ASK Wellness, NSBIA reducing employment barriers with Clean Team pilot project

“Some of the folks may not have gotten an opportunity for employment prior to this, so this is going to be a very low barrier, easy start into employment,” said Van Dongen.

“We hope that that will help them build their self-esteem and their skills — and it’s also going to be helping the community that they live in. Not just to clean the streets but also a greater sense of safety.”

Jeremy Heighton is the executive director of the NSBIA and helped create the pilot program.

“The long term vision is that this will be collaborative so all of the agencies in town will participate in different areas of the city, and bring some employability skills and some positive opportunities to people who are in [supportive] housing and in care — because it’s a hope component, right?” said Heighton.

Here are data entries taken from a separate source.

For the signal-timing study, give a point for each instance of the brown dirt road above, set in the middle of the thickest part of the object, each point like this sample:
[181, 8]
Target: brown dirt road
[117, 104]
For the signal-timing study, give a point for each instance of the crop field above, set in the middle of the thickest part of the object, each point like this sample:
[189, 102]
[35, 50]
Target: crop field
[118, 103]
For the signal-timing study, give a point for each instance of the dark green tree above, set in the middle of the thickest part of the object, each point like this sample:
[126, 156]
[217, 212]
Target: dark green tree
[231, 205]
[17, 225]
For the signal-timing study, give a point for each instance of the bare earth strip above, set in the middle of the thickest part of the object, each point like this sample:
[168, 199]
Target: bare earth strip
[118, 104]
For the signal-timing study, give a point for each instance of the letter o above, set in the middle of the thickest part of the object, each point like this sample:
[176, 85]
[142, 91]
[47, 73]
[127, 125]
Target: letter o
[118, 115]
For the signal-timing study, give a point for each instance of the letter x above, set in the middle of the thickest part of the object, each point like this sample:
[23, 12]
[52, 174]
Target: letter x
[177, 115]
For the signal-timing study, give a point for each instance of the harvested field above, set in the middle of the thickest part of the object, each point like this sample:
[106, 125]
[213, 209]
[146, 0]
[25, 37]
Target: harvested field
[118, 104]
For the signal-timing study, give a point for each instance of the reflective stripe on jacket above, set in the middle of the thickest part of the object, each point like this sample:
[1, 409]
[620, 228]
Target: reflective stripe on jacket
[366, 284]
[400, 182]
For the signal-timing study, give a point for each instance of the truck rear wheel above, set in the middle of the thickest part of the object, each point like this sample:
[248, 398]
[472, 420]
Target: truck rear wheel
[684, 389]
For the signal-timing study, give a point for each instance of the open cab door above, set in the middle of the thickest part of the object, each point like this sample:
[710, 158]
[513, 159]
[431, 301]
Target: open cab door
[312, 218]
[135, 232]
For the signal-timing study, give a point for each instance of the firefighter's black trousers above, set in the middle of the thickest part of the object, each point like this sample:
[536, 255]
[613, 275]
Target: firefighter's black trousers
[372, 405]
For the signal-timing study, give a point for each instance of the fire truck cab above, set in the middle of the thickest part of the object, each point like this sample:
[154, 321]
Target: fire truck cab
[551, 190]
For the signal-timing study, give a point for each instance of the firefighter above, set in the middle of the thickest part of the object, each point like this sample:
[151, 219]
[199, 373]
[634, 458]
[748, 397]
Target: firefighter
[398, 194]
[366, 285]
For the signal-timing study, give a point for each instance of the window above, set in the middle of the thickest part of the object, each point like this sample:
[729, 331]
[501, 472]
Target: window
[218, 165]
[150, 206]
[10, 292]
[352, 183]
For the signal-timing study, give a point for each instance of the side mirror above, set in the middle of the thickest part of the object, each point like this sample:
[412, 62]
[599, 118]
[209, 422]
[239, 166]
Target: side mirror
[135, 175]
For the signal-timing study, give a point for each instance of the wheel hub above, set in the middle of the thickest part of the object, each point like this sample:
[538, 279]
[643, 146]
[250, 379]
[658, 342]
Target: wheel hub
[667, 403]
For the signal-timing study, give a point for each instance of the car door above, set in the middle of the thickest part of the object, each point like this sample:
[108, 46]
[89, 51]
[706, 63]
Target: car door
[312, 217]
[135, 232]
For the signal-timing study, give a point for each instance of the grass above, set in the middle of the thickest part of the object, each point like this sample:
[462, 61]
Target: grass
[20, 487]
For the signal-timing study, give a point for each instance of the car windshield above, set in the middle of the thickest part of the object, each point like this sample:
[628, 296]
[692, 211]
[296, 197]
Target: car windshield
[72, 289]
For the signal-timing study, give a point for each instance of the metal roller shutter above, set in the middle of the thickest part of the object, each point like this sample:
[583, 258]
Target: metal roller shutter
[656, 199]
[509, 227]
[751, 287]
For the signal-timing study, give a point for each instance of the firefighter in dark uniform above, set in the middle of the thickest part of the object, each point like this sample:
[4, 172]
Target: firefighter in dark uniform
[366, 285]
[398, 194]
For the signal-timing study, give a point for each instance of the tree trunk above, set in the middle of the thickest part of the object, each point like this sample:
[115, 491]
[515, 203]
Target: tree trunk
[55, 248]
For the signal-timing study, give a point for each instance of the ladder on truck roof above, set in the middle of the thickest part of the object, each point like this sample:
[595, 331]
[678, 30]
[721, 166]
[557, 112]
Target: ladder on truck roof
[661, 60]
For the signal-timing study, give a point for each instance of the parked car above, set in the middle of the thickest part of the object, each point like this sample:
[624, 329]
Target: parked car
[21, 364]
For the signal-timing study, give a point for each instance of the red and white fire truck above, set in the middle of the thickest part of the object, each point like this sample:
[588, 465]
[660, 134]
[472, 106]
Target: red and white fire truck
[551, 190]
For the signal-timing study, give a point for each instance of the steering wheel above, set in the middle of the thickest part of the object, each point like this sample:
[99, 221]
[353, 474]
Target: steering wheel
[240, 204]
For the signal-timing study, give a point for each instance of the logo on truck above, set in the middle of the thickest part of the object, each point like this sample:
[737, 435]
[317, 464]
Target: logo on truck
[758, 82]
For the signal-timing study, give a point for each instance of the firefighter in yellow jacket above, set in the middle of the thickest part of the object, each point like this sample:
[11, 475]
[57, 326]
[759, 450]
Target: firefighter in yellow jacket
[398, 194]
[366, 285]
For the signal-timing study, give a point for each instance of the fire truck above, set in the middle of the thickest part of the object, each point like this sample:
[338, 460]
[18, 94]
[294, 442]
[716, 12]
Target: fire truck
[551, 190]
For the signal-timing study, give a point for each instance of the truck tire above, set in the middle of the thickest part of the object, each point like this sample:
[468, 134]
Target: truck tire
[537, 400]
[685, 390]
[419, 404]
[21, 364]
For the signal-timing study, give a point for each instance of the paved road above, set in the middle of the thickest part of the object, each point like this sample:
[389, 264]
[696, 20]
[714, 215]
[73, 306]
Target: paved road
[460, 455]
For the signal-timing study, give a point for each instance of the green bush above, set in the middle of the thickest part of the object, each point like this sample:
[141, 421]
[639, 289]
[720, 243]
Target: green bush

“People who are in care need something to hold onto, so if you can get them re-engaged with employment and destigmatization, that’s a huge piece of the problem.”

Heighton said business owners will be able to focus on running their businesses instead of cleaning up the surrounding streets.

“This is about giving some services to the business community. Whether it’s (cleaning up) defecation or graffiti or garbage removal or maintaining planters or cleaning up weeding,” said Heighton.

“There are tasks that we can take off of a business owner who may be short-staffed, who may be really struggling to survive. If we can take these on and employ these folks, it’s a really great win-win.”

Missagh Manshadi is the owner of Manshadi Pharmacy on Tranquille Road. He said this program is a good start.

“I don’t think that we will be able to get rid of all of those problems, but I think it will give a kind of self confidence, self worth to some individuals,” said Manshadi.

The Clean Team participants are excited for the chance for dignified employment.

“Today we had the whole team together. They were very excited, there was a good sense of connection with the team. There was quite a bit of enthusiasm,” said Van Dongen.

“I think a mistake that people often make is that they think that people are underemployed because they don’t want to work, but actually a lot of our folks are really excited about getting back to work and finding some sense of purpose.”

Heighton hopes the provincial government will be able to fund the program in a more permanent way by the beginning of the next fiscal year.